Threatened with force, would he fight or back down? Baghdad was the only place to get the answers, which is where CBS News Anchor Dan Rather went.
"Reporting from Baghdad, this is Dan Rather."
Rather was there reporting in 1990: "Then Saddam began rounding up foreigners, including Americans, as human shields."
"Late one night we got the news we'd been waiting for," says Rather. "The Iraqi president had agreed to an interview."
It was sometimes testy exchange.
Saddam: "We can conduct a dialogue with the United States on this matter."
Rather: "But would that include the possibility of you withdrawing from Kuwait?"
Saddam: "Kuwait is part of Iraq."
Dr. Sadoun al-Zubaidi was Saddam's translator that night. He says that before the interview, the Iraqi president wanted to know about the American journalist he'd be facing.

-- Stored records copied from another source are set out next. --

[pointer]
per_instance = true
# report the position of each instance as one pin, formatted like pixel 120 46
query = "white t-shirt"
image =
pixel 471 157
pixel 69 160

"He said this is a tough journalist," says al-Zubaidi. "I said, 'Yes, he's a very tough journalist. He has won the trust of his people by being tough.'"
There were tense moments.
Rather: "President Bush has said that you are equated with Hitler, that you're a bully and a dangerous man."

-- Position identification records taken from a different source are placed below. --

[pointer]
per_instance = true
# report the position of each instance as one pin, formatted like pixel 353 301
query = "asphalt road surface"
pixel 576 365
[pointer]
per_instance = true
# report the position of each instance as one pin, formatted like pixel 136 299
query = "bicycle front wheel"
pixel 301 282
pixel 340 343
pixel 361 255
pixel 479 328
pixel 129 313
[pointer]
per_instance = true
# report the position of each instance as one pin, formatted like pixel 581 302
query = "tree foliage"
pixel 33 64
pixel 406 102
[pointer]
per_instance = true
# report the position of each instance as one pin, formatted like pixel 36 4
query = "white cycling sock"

Saddam: "From which angle has Mr. Bush chosen to compare me with Hitler?"
Rather: "You invaded a weak neighbor who was no threat to you."
Al-Zubaidi recalls after the interview, Saddam said, "This man is not easy but very, very polite."
Rather: "Well, I'll take that."
Saddam lost the war, and he lost Kuwait. But he survived and clung to power for 13 more years.
On the eve of another war with America, CBS News was granted a second exclusive interview. Once again al-Zubaida was at Saddam's side.
Dan: "Do you have, have you had, any connections to al Qaeda and Osama bin Laden?"
Saddam: "We have never had any relationship with Osama bin Laden."
Away from the cameras, Saddam had his own questions, like how had President Bush convinced the public that Iraq had weapons of mass destruction and a link to Sept. 11?
It was clear the Iraqi president was cut off from the outside world and his staff was losing the information war.
"They were not professional in the sense that they could deal with the international press," says al-Zubaida. "His press secretary never held a press conference. ... Incredible isn't it?
"So it all fell, when we had a crisis situation. It all fell on Saddam Hussein himself."
And this time around Saddam bristled at challenging questions.
Rather: "Mr. President, have you been offered asylum anywhere? And would you, under any circumstances, consider going into exile to save your people death and destruction?"
Saddam: "I understand that what motivates Mr. Rather is something to provoke me, and this is an American style of journalism that doesn't please everybody, but it's OK. Despite that, I will answer you. We will die in this country and we will maintain our honor."
In December 2003, U.S. forces found Saddam hiding in a spider hole of a bunker and arrested him. Today, Iraq's national security adviser said he expects Saddam to go on trial by the end of this year.